As I have looked through it, I felt my life from about 1980-1990 being described: Spring Harvest, Buzz Magazine, Daily Bread SU notes; Clive Calver (the person whose vision for the Evangelical Alliance is the focus of much of Warner’s analysis – he coins the wonderful phrase ‘Hyper-Calverism" to denote the period).
At the heart of the book are several core criticisms that go to the heart of what evangelicalism has become in our context and, unfortunately, in many of our churches. Here are a few representative quotations to whet your appetite.

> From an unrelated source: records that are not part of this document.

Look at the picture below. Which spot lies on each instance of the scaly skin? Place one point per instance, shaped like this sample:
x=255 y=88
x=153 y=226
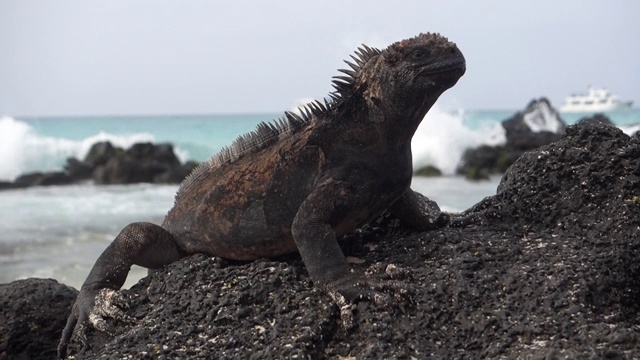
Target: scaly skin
x=299 y=184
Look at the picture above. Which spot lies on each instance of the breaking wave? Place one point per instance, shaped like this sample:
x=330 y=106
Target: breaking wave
x=23 y=150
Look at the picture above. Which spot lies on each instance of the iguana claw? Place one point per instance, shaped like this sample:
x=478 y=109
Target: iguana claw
x=92 y=307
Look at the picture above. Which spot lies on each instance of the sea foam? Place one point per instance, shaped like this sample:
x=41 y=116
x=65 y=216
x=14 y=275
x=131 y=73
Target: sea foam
x=442 y=138
x=23 y=150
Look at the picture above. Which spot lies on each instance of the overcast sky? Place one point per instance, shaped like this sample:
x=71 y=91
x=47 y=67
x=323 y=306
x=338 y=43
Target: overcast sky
x=87 y=57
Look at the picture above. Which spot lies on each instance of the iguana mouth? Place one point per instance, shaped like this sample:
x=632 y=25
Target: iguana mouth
x=457 y=64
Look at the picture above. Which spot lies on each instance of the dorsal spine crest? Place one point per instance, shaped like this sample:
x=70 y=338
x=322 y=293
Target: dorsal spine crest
x=266 y=134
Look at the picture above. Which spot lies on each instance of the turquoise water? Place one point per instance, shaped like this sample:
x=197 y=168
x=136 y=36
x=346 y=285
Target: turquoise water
x=59 y=232
x=43 y=144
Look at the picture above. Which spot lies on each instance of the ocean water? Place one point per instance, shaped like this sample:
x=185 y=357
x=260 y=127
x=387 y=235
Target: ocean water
x=58 y=232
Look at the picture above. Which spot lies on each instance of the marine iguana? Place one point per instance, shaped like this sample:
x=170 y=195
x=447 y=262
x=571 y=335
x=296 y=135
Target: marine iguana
x=297 y=184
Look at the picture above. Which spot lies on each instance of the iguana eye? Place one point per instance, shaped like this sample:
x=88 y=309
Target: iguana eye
x=418 y=55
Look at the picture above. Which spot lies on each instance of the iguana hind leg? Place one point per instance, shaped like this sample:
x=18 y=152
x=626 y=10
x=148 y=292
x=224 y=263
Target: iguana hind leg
x=144 y=244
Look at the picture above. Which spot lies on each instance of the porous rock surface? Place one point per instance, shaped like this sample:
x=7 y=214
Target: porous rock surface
x=554 y=272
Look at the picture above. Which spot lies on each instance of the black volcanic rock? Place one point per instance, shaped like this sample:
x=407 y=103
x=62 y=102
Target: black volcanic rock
x=106 y=164
x=538 y=124
x=32 y=317
x=43 y=179
x=553 y=272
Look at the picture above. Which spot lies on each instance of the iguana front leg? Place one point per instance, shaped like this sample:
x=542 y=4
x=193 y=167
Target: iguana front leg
x=420 y=213
x=330 y=207
x=142 y=244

‘the massive levels of indifference to organised religion among young adults suggests that evangelicals may have enjoyed a brief flurry of prominence in the residual remains of the churches in England before the entire edifice of organised and institutional Christianity sinks into accelerating or even terminal decline.’ p.4
‘If traditional evangelical theology has unconsciously assimilated a neo-platonic theism, a Reformation forenso-centric soteriology, a Pietist individualism, an enlightenment epistemology and a pre-critical tendency to literalism, then evangelicalism is a complex construct of historical theology, formulated through an often unperceived interaction with its cultural setting, rather than …unadulterated, timeless and universally applicable distillation of the Gospel of Christ.’ (p.13-14)
In short, the evangelicalism of my own early Christian upbringing, suffered from intellectual bankruptcy, ‘vision inflation’, cultural captivity and contested identity. I first realised aspects of this at Spring Harvest in 1987, when Calver et al decided they would help people understand the root causes of the theological liberalism that had infected the church (well David Jenkins at least). So we were offered sessions on Nietzsche, Bultmann, Tillich, etc. etc. -and as a new theology student I realised that, in the end, they didn’t have a clue what they were on about.
Warner’s prognosis is spot on (not least in the light of certain developments in Oxford):
‘for the Right, moderate and progressive evangelicals have become the ‘enemy within’ who must be purged. As for the Left, they may tire of being tarnished with the excesses of extremism, and abandon the name of ‘evangelical’, perhaps with some relief. Conversely, if the Left choose to retain identification and continuity with the longstanding, broad and self-critical evangelical tradition, they will surely need to disown the extremism of the Right, who have become Evangelicalism’s Militant Tendency’ (p. xviii)
This isn’t an easy read, but many church leaders, not least those within the Baptist Union, must read and take account of Warner’s analysis.
Note: Andy Goodliff has also posted a quotation relating to the diet of worship within many evangelical churches.